Before my third swim, I lucked out in meeting up with English athlete Emma English. We've enjoyed meeting up for dinner, having some hilarious chats and going over the minutiae of race day preparations.
On Tuesday we went for a swim practice together at the official swim location, Chakanaab Park. I'd had three days now of reflecting on my fears and felt totally mentally prepared. We did a running jump off the end of the pier, and swam about half of the course. Stopping briefly every now and then, with Emma checking, bless her, if I was OK. I was totally fine - I just completely focused on my technique and getting a feel for the water. I got a little fright when we swam past an enclosure of dolphins, where the ground below went very dark. Paused for few seconds, caught my breath, and away we went. Before finishing up, I shouted over to Emma, "Hey, could we do a bit where you try and beat up me?", "Sure! Love to!"... and so we mimicked the hussle and tussle of an open water race start; get bashed and keep on going.
On Wednesday I went to the local bike repair shop (Bicicross on 30th Ave), to avoid looking for help or waiting around too much at the official expo. When I say 'bike', it was more for scooters, so my Cervelo P2 was treated with some bemusement and a lot of care. I only knew enough Spanish to ask for the chain and cassette to be cleaned and greased. The facilities might have been basic, but the parts were put back on the bike gleaming and running smooth!
A few weeks ago I was concerned that I hadn't done enough preparation, particularly on the bike. Those thoughts aren't helpful to me now. Since the last attempt, I have another ~15 weeks averaging around 17 hours a week of training under my belt.
I wanted to write this update now, before the race, to empty these thoughts out as separate to whatever happens on race day. I do feel there's unfinished business to take care of; I deeply want to finish this race. I'm grateful to have a lot of wonderful support back home, and from friends dotted around the world, especially when I'm nearly five thousand miles away from home.
I have committed myself to the goal of becoming a better athlete, so I see this race as just one day, albeit an important one, on that journey. I am exited about it, because this is the time to put all that hard work into play, to race not just train, to have supporters cheer us on through the long hours and to enjoy totally immersing myself in that experience.
I'm not at a stage where I'm aiming for a specific time and I'm nowhere near hoping for a placement in my age-group. My aim is to have my race and to finish knowing that I gave it everything.

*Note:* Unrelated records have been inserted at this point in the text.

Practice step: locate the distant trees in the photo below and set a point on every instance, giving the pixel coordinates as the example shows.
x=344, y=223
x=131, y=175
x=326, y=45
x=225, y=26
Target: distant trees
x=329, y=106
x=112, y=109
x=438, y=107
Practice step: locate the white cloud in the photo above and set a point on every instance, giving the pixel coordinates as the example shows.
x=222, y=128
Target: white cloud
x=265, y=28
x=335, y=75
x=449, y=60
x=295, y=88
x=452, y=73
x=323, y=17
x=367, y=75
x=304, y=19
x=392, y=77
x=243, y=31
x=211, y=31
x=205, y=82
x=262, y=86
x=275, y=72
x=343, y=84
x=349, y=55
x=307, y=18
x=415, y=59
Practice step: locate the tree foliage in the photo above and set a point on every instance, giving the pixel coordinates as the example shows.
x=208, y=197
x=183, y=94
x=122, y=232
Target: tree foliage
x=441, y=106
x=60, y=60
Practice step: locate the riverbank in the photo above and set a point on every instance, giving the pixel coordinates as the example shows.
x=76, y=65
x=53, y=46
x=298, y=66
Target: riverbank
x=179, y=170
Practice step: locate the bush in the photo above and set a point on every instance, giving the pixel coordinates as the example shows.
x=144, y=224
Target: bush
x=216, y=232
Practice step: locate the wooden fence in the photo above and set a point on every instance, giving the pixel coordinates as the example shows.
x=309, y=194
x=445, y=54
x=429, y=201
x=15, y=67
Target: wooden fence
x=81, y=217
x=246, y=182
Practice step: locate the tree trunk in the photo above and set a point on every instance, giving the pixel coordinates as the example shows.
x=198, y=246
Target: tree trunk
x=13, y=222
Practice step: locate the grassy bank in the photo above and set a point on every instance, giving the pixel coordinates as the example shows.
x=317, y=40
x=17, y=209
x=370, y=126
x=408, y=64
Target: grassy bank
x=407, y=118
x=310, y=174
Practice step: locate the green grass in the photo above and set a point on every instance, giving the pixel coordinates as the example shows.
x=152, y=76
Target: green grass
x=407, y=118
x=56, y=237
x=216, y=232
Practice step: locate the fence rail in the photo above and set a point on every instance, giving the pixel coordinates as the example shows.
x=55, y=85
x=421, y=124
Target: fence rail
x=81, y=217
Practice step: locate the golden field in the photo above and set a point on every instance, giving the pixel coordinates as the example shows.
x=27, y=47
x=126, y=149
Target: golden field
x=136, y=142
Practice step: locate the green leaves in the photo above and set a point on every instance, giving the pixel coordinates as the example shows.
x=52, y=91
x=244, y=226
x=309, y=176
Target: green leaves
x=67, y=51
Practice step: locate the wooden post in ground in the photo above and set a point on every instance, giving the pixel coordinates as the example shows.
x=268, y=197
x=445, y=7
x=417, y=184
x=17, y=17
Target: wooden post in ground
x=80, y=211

With three days to go now to the race, the physical work is done. I've also been doing my mental preparation homework. I've put pen to paper for:
- Times in training that went really well, so I can remember how that felt if I need to draw on that memory during the race
- Updating 'The List', as JD used to refer to it, with the notable achievements I've made in training and racing so far. Since Switzerland, climbing Mt Ventoux (twice!) goes on The List.
- Things that possibly could go wrong, and how I would deal with them. Talking to experienced athletes has been most helpful with this one.
- All my little goals and processes to follow during each discipline
- A schedule for when I'm going to eat, go to bed and get up for the immediate pre-race days, and race day itself
- Exactly what I'm going to eat and drink during the race, and how often
- What I'm going to wear, and what I'm going to change at each transition (not much)
With the aim that not only is the hard work already done, but all the decisions have been made. I want to wake up and approach the race with a clear mind and focused heart.
I am number 2349. I have done the work. I am ready.